O montante resulta da soma de R$ 17,73 bilhões em 19.191 projetos incentivados (renúncia fiscal) e R$ 4,36 bilhões em 7 392 projetos não incentivados (recurso direto do governo). De acordo com a fiscalização, o passivo de projetos nessa situação é crescente, o que fragiliza o controle sobre o uso de recursos públicos.

No caso do Ministério, o TCU apontou um cenário com acúmulo de processos pendentes e ausência de mecanismos eficazes de controle de prazos. A demora na análise, que pode ultrapassar anos, eleva o risco de perda do direito de cobrança de valores eventualmente devidos ao erário, segundo a Corte.

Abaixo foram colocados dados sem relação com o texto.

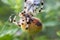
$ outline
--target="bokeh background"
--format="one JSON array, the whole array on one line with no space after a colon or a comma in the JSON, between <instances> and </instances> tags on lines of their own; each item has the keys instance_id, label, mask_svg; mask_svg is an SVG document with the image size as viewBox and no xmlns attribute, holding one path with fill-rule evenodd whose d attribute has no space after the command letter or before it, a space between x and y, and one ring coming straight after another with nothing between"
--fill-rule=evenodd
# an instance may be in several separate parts
<instances>
[{"instance_id":1,"label":"bokeh background","mask_svg":"<svg viewBox=\"0 0 60 40\"><path fill-rule=\"evenodd\" d=\"M8 21L11 14L23 10L24 0L0 0L0 40L29 40L18 26ZM60 40L60 0L44 0L44 11L36 16L43 30L35 40Z\"/></svg>"}]
</instances>

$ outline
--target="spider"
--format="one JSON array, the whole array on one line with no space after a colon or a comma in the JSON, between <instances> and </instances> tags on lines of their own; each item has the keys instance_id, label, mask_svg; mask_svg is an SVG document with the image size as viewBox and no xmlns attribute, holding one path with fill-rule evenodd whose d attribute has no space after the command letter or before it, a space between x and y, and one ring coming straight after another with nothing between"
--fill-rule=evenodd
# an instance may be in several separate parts
<instances>
[{"instance_id":1,"label":"spider","mask_svg":"<svg viewBox=\"0 0 60 40\"><path fill-rule=\"evenodd\" d=\"M33 16L31 17L30 14L25 14L24 12L19 13L19 17L19 21L16 21L16 16L14 18L10 16L9 21L18 25L23 31L30 34L42 30L42 23L39 19Z\"/></svg>"},{"instance_id":2,"label":"spider","mask_svg":"<svg viewBox=\"0 0 60 40\"><path fill-rule=\"evenodd\" d=\"M43 10L44 1L43 0L25 0L24 10L30 13L39 13Z\"/></svg>"}]
</instances>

A Ancine também apresentou atrasos relevantes, embora o Tribunal tenha destacado iniciativas tecnológicas em curso para aprimorar a análise de prestações de contas, incluindo o uso de ferramentas automatizadas.

"O acompanhamento permite detectar omissões, atrasos e inconsistências na análise das prestações de contas", afirmou o relator do processo, ministro Augusto Nardes.

Diante dos achados, o tribunal determinou a adoção de medidas para priorizar processos com risco iminente de prescrição, implementar sistemas de monitoramento de prazos e revisar procedimentos internos, com o objetivo de reduzir o passivo e fortalecer a fiscalização.